My new book post is up on s+b:
A New Hat for Negotiators
What hat do you wear when you negotiate? A conservative Homburg, a swaggering Stetson, a gangster’s Fedora? If you’re literal-minded like me, you may say that you don’t wear one at all. But Shirli Kopelman, professor at the University of Michigan’s Ross School of Business and executive director of the International Association for Conflict Management, says all negotiators wear hats of some kind or another.
In Negotiating Genuinely: Being Yourself in Business (Stanford Briefs, 2014), Kopelman explains that when managers and executives enter negotiations, they typically assume a role—the proverbial hat. Wearing it “implies calculated self-interest with a dose of inauthenticity, or walling off vulnerable parts of ourselves.” This description may sound familiar to you. I know I’ve experienced the disconcerting feeling of sitting down with a heretofore friendly client to talk about a contract and finding that the client’s body has been possessed by a hard-eyed stranger who is determined to wring every possible concession out of me.
Kopelman, who broadly defines negotiations, thinks that even more enlightened win-win negotiators can find themselves impaired by the hat they wear.
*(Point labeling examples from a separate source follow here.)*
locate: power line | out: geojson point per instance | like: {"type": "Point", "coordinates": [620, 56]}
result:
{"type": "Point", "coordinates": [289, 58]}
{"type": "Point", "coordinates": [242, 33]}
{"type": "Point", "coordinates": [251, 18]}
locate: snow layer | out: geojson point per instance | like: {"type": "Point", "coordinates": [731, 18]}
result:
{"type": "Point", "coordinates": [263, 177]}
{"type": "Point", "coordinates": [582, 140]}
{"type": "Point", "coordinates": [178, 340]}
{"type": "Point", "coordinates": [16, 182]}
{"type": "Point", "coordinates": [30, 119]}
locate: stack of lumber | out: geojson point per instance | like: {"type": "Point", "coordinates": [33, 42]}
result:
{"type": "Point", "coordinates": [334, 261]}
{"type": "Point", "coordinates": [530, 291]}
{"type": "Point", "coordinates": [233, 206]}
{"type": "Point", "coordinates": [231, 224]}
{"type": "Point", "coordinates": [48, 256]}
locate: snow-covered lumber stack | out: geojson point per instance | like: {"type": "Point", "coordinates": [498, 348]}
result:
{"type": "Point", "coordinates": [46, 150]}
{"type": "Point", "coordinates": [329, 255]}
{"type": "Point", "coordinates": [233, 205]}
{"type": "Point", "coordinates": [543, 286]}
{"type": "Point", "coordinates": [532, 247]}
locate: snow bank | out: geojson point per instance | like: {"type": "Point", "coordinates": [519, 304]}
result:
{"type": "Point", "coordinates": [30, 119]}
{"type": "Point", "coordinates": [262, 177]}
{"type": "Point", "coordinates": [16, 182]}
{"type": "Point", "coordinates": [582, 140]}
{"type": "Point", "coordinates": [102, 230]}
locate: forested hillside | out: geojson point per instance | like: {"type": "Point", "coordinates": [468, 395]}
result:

It’s as if the negotiator’s hat includes a set of blinders that artificially limits the options of every party in the negotiation. She says that we all wear multiple hats in our lives, and that each one represents a different role that comes with its own resources and constraints. (For instance, a business executive may also be a parent, a child, a spouse, a soccer fan, a scuba diver, or a church deacon.) But, Kopelman says, if we can integrate our hats, we might be able to use their combined assets to negotiate in a more genuine way and craft superior outcomes.
“Negotiating genuinely—wearing your integrated hat—enhances creativity, draws on diverse strengths, aligns you with your moral compass, and enables you to straddle the complex dualities of negotiations: Focusing on both the task and the people,” writes Kopelman.
How do you go about integrating your hats? In her slim book, Kopelman says to start by listing the names of all the hats you wear (she has 14 on her list). Then, define the domain in which you wear each hat, the people with whom you negotiate when wearing it, and the resources you negotiate for when wearing it. Finally, consider how you can integrate key elements of each hat.
This sounds pretty nebulous, and it does contradict common practice, which says the only hat you need to wear when negotiating is the one that will benefit your side the most. But Kopelman suggests you work through the exercise. “The key is that the process of hat integration transforms your hats into a single integral hat. It is not about impression management, nor is it a façade nor a mask, but a genuine reflection of you as person,” she says. “The integral hat becomes a metaphorical container that symbolically carries your identity as it ephemerally (momentarily), yet repeatedly, comes into being, reflecting you as a negotiator who fully engages with other people.”
It’s an intriguing idea—even if it’s not fully formed in this book. But if trying on your own integrated hat can help you achieve better relationships and outcomes in negotiations, it might be well worth the time.